HarnessX treats a harness as a typed pipeline of "processors" bound to eight fixed hook points, edited by a substitution algebra (insert, replace, remove) that has to stay well-typed. On top of that sits AEGIS, a loop that reads execution traces and proposes edits: a Digester turns failures into evidence, a Planner ranks what to try, an Evolver writes the edit, and a Critic and Gate decide whether to keep it. We reproduced that symbolic core, dependency-free, no model calls, deterministic, five seeds, under a second to run. We did not reproduce the paper's headline +14.5% benchmark gain, which needs five real agent benchmarks plus reinforcement learning. We went after a narrower question that is cheap to answer: is the gate actually the thing doing the work?

Our test environment is deliberately small. Tasks each need a random subset of seven capabilities and are solved only if the harness provides them. One tempting edit, a faster budget controller, shares a mutual-exclusion group with the good one but breaks retry as a side effect: a realistic conflicting scaffold. The meta-agent is a deterministic heuristic, so we are measuring the gate, not generation quality. It attempts that conflicting swap late in the run, once the harness has already matured.

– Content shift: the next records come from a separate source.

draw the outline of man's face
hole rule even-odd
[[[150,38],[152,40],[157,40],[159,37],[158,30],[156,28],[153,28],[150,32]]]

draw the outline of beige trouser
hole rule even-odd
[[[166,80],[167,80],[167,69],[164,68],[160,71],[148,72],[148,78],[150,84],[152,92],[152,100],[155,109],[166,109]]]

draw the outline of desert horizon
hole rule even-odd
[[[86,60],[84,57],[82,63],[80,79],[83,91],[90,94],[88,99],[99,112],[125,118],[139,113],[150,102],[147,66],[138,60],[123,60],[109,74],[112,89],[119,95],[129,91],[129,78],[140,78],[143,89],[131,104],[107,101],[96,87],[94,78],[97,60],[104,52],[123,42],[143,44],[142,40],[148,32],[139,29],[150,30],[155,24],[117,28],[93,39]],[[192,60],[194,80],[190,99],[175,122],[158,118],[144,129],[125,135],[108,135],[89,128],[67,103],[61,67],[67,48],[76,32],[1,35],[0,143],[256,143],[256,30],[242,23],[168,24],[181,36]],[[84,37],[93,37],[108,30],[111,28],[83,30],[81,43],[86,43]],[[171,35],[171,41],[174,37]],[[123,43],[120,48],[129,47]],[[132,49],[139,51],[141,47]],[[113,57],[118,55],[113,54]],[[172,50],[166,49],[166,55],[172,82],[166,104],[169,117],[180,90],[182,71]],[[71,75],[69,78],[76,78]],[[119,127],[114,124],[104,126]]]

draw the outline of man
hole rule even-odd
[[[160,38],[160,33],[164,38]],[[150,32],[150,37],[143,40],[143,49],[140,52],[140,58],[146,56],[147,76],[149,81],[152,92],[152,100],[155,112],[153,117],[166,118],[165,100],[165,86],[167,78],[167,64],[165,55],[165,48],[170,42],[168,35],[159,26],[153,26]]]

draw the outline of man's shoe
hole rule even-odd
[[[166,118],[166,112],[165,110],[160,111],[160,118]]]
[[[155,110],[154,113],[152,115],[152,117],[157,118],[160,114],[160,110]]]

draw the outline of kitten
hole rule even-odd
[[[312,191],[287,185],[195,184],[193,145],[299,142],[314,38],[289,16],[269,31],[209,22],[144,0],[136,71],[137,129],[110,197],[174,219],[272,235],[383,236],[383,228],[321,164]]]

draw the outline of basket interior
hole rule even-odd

Left: AEGIS pass rate over rounds, gate on holds at 1.0 while the seesaw-ablated run drops to 0.59 after the structural swap. Right: the gate rejected 10 seesaw violations and 5 malformed edits across 5 seeds. — Same run, same proposals. The only difference is whether the seesaw check is on.

Why it was worth doing

The result is clean. With the full gate, AEGIS builds the harness up to a 1.000 pass rate and holds it. The conflicting budget swap is attempted twice per seed and rejected all ten times, because committing it would regress the roughly 40% of tasks that need retry. Ablate that single check, the seesaw constraint, and the identical run climbs to 1.000, then falls to 0.593 the moment the swap commits and never recovers. The Planner has already marked budget as attempted, so it never heals itself. That is catastrophic forgetting, reproduced from the mechanism alone, and it is exactly the failure the paper's seesaw constraint exists to prevent.

The cheaper guarantee held too. A build and smoke test on each proposed edit caught every malformed processor: zero committed with the test on, five committed across the seeds once we removed it. And the substitution algebra kept its invariants under test, with ill-typed insertions and singleton-group collisions raising rather than silently corrupting the pipeline. That last property is what lets a partly-blind meta-agent propose edits safely in the first place.

What's still off

This is the symbolic core on a synthetic environment, not the benchmark number. Our meta-agent is a deterministic heuristic, so we say nothing about whether a real model proposes good edits. We only show that given proposals, the deterministic gate is what separates monotone improvement from regression. The +14.5% gain, the co-evolution with model training, and the inverse-scaling pattern all stay unverified here.

What reproduces, clearly and for almost no money, is the paper's central safety argument. Trace-driven self-improvement is only safe because a deterministic gate refuses to let it forget. For anyone building agents that edit their own scaffolding, that is the line to hold: keep a hard, non-negotiable check that no change may regress a task you already solved.